Here are a couple of examples of ‘problem-based thinking’:
If people have access to guns, some small number of them will misuse those guns. That’s a ‘problem’, and the ‘solution’ is to take guns away from everyone.
If people have access to drugs, some small number of them will misuse those drugs. That’s a ‘problem’, and the ‘solution’ is to take drugs away from everyone.
But really, these are just special cases of a more general ‘problem’:
If people have freedom, some small number of them will misuse that freedom. That’s a ‘problem’, and the ‘solution’ is to take freedom away from everyone.
But consider Daniel in the lion’s den. Does he have a problem? Or is he just experiencing the consequences of his refusal to compromise his beliefs?
Or consider Jesus, about to be crucified. Does he have a problem? Or is he just experiencing the consequences of accepting his identity?
What about Socrates? Joan of Arc? Thomas More? Nathan Hale? The signers of the Declaration of Independence? Problems or consequences?
Would we want any of them to compromise their principles in order to get a different outcome? In fact, don’t we hold them up as examples of why it’s important not to do that?

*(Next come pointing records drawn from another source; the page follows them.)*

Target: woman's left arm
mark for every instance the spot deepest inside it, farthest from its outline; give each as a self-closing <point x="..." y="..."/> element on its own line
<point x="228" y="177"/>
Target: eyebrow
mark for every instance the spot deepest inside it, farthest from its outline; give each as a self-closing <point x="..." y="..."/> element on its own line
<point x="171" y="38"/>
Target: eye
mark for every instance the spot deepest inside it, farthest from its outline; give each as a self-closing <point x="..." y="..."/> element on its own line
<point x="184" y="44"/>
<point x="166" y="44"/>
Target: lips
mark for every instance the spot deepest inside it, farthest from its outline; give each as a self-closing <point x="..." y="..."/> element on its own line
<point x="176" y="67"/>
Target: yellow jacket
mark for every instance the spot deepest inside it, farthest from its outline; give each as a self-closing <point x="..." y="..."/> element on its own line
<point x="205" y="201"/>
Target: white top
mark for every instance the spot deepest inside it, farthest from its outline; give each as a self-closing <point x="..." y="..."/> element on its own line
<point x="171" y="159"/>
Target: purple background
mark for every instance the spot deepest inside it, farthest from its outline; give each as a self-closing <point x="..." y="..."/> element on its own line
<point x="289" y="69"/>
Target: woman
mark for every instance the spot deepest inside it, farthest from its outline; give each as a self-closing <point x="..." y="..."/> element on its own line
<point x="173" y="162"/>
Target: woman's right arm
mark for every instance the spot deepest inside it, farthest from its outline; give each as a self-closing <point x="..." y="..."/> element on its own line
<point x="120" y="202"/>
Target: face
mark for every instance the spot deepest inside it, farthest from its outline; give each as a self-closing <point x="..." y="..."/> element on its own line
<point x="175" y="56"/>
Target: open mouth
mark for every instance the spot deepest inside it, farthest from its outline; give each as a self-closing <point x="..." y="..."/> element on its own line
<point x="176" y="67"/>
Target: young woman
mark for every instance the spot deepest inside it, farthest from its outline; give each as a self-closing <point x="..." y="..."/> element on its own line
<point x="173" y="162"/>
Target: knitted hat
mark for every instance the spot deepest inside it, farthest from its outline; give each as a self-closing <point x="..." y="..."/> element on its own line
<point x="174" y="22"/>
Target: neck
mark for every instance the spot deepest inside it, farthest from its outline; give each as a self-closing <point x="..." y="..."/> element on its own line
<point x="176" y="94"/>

If we adopt some principles, and they lead to certain undesirable consequences, then that’s just something we live with, and try to prepare for.
(The ultimate expression of this would be our state motto. No, not the new one, ‘Public Health Trumps Everything‘. I’m talking about the old, untruncated version: ‘Live Free or Die. Death is not the worst of evils.’)
But as soon as we call one of those consequences a ‘problem’, we flip the normal process (‘Be true to your principles, and accept whatever follows from that’) on its head.
Suddenly the most important thing isn’t following some principles, but obtaining some outcome; and the fact that there’s a ‘problem’ means that everyone will look for a ‘solution’, even when that’s not appropriate.
For example: We don’t have a ‘gun violence problem’, or an ‘opioid use problem’, or a ‘disinformation problem’. In each of those cases, what we have is a ‘consequence of freedom for which some of us have not adequately prepared’.
Given the inherently lazy and short-sighted nature of political processes, the ‘solutions’ to various ‘problems’ will invariably require ignoring, or even reversing, some of the principles that we have long declared to be essential.
Someone has been shot? Let’s take away guns! Someone has said something hurtful? Let’s outlaw unpopular speech! Someone might get away with a crime? Let’s presume guilt instead of innocence! And so on.
As Confucius noted, the first step towards wisdom is to call things by their right names. So the first step away from wisdom would be to call things by their wrong names.
The surest way to accelerate the erosion of our rights is to continue to elevate outcomes above principles, which begins by talking about consequences as if they are problems.